Since March 2023, Netflix has been experimenting with live streams, kicking off with a Chris Rock comedy special, moving to the disastrous reality special, and more recently dabbling in zoo live streams. Its big foray into sports came on November 14th with The Netflix Cup, which saw Formula 1 drivers and PGA golfers team up for an unconventional golf match.
The format of the stream, which was laid out within the first 15 minutes after a slick introduction with sweeping views of the Wynn Golf Club, was that you’d see a tournament of four duos battle it out across numerous challenges on the golf course with the format significantly mixed up.
Among the challenges the duos faced incorporated a golf buggy race or a Squid Game-inspired round where players could only tee off when the doll wasn’t looking. You can’t say it wasn’t unique.
The location was stunning, and the hosts, particularly Bert Kreischer, kept things moving and were good at interviewing guests, which were plentiful. Mark Wahlberg, Blake Griffin, Steve Aoki, Collin Morikawa, and a Zoom appearance with Patrick Mahomes featured throughout.
Undoubtedly, the biggest star of the show was the sphere that impressed constantly throughout, with Netflix having complete control over what was displayed on the incredible structure.
Messy format and audio issues
My biggest issue with the stream was it was a real struggle to keep up with the event’s storyline. That is a vital part of any live sports event, even if it is supposed to be silly and just for fun.
Because the four pairs were split, it quickly became impossible to know what was happening beyond the first event. You’d occasionally get a scoreboard thrown up that tried to keep you up-to-date on the score but you didn’t feel that involved with each pairs journey.
This was made worse because you’d cut away constantly throughout each round. One pair could be on round three while the other pair are still on round two.
Even worse, you could cut away entirely from the match (despite them still playing) to get a sneak peek at Formula 1: Drive to Survive season 6. These interuptions continuously made you miss the action with you picking back up with a duo midway through finding their ball or teeing off again. There was a significant stint of the stream where you’d forget Alex Albon and Pierre Gasly were even participating.
The audio was the most significant technical blunder throughout the entire event. Crackling audio input. Whispers on a hot mic. Everyone talking over each other. Audio coming from the second duos while you’re watching the first duos tee off. It was a mess.
The lowkey funniest part of the event was someone dropping an F-bomb on a hot mic only for the age rating for the title to be bumped to a 15. Good catch!
The event featured plenty of sponsors, with the asking price for advertisers to be involved with the stream reportedly costing them at least $2 million. The ads weren’t traditional spots but mingled into the events and replays. You also saw plenty of ads dotted around on various stands and billboards.
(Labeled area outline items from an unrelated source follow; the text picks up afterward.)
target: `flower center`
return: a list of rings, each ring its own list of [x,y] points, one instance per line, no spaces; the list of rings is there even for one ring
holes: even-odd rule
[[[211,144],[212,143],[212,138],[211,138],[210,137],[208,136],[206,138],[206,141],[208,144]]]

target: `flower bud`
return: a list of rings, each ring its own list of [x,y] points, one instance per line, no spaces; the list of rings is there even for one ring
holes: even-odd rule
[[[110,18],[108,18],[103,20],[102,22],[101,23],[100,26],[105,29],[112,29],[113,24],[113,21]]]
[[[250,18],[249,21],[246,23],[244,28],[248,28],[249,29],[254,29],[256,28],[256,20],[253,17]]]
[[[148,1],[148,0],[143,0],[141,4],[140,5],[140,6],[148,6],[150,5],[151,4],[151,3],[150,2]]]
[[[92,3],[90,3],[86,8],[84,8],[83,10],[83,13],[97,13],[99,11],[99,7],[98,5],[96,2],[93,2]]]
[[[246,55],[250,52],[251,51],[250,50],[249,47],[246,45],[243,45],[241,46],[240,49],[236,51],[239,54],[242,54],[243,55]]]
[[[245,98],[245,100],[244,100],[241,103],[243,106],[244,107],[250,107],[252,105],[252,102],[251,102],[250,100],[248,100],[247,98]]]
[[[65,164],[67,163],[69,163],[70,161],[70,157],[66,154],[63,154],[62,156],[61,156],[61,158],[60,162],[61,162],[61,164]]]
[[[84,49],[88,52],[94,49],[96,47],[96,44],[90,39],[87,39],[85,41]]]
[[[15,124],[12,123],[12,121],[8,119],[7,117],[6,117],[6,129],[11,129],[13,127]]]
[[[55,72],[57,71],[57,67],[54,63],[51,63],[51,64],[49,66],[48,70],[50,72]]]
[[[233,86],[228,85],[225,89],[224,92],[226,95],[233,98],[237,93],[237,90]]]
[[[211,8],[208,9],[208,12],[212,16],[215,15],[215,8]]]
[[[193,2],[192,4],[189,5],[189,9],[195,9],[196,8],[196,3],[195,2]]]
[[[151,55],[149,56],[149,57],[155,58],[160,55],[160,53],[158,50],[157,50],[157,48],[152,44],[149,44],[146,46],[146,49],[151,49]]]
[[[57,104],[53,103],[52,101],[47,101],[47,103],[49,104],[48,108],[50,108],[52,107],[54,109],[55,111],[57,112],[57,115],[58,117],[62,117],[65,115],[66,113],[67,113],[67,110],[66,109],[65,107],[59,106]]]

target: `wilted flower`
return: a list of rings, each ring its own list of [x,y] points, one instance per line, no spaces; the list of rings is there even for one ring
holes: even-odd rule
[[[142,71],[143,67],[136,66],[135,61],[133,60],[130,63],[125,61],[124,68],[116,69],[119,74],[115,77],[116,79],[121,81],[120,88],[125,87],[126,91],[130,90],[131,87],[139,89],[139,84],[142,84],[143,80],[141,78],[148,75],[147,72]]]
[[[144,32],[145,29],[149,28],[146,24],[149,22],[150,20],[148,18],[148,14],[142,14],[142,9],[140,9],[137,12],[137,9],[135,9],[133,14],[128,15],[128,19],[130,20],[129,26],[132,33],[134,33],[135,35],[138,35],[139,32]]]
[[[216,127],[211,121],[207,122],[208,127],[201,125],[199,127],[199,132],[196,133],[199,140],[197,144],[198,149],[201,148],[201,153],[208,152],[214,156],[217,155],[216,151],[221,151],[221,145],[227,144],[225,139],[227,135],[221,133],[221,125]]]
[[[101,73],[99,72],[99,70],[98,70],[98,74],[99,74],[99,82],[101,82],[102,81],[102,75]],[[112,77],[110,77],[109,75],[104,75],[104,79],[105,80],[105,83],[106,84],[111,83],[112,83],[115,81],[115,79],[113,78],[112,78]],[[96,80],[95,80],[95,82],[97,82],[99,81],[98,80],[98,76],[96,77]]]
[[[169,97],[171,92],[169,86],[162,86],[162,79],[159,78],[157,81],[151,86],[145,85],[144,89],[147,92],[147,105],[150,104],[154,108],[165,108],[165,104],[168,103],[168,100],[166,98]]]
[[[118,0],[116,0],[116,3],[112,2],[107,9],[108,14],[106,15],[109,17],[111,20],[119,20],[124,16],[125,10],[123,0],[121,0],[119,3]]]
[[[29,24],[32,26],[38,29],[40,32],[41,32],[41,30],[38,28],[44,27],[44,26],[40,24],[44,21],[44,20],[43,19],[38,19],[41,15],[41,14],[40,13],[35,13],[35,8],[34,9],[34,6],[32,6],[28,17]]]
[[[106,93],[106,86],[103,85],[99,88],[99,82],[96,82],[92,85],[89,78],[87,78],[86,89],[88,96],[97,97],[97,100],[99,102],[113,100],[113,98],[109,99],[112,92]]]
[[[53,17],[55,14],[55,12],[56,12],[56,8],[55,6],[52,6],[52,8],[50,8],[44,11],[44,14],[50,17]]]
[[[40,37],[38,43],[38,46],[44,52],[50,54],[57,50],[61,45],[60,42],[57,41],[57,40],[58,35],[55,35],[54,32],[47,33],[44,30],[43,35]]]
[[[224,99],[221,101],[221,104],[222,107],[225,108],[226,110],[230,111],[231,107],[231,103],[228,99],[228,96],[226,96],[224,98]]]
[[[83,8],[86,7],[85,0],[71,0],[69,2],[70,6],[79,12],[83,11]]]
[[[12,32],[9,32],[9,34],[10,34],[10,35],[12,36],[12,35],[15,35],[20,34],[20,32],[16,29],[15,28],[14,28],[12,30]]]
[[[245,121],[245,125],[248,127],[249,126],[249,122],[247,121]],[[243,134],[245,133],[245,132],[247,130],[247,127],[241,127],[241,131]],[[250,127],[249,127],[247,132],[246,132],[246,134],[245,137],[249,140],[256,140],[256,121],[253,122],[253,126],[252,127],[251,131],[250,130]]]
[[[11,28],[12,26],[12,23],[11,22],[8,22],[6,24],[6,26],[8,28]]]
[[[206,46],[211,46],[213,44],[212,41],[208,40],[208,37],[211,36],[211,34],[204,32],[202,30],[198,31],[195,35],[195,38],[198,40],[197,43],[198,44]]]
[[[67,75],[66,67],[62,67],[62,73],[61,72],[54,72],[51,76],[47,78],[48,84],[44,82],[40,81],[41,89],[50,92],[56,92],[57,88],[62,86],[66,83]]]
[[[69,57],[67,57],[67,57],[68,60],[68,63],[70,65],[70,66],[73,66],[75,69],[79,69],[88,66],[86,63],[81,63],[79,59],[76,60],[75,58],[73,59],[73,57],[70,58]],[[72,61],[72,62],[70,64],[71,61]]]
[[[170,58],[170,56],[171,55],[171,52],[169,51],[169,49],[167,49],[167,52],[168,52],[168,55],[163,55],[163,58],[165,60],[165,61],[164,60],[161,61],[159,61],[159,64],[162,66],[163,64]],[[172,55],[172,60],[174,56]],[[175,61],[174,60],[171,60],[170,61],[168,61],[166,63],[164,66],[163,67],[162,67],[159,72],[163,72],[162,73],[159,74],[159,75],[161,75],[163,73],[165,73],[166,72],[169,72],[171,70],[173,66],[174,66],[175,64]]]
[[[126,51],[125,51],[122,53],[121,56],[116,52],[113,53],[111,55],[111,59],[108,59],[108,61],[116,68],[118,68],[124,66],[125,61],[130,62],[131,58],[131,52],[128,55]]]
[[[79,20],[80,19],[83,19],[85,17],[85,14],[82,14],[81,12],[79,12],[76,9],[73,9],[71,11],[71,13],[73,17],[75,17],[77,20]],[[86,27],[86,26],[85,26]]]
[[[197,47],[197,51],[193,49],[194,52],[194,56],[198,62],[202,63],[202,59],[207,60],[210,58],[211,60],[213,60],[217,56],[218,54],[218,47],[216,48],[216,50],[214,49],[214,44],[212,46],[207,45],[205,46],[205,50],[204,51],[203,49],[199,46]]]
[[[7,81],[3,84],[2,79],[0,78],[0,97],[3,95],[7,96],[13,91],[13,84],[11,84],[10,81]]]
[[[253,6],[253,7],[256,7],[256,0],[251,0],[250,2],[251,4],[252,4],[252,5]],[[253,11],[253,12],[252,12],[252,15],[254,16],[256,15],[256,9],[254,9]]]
Nothing overly intrusive.
Discoverability remains an issue for Netflix Live
The issue of finding ‘The Netflix Cup’ has been prevalent in many of Netflix’s live streams, particularly those featuring zoos. I was presented the banner for ‘The Netflix Cup’ in my web browser around 15 minutes before the stream began. However, when I switched to my TV in the living room, it wasn’t the top item; rather, it appeared in my ‘Watch Again’ row, so I resumed. Later, when I went to bed (the live stream continued well past midnight GMT) and tried to watch on my mobile, I couldn’t find it. It was neither in my ‘Watch Again’ row nor the top banner. Eventually, I had to search for ‘Golf’, and thankfully, it appeared in the search results.
A positive was that the mobile stream accurately picked up where I had left off on my TV, though I could easily jump to the live portion of the stream.
I wasn’t alone in having difficulty finding the stream; many others also struggled to locate it online.
However, it’s not immediately clear how this issue can be resolved, especially considering the infrequency of Netflix live streams. It’s not feasible to have a permanent ‘live’ tab on the left side of the TV user interface or at the top of a web browser. Perhaps a dedicated row for live events could be featured both in the lead-up to and during such events, making them more accessible.”
On a positive note, my colleague Frederic was at least able to watch the stream on his French Netflix account this time around. Although there were no French subtitles or dubbing, the event was at least accessible—a significant improvement since previously it wouldn’t even appear or play.
In conclusion, this was a watchable event showing that Netflix Live as a platform is getting there but not quite ready for prime time. You can rewatch The Netflix Cup via Netflix, but I’d probably suggest just waiting for the next one.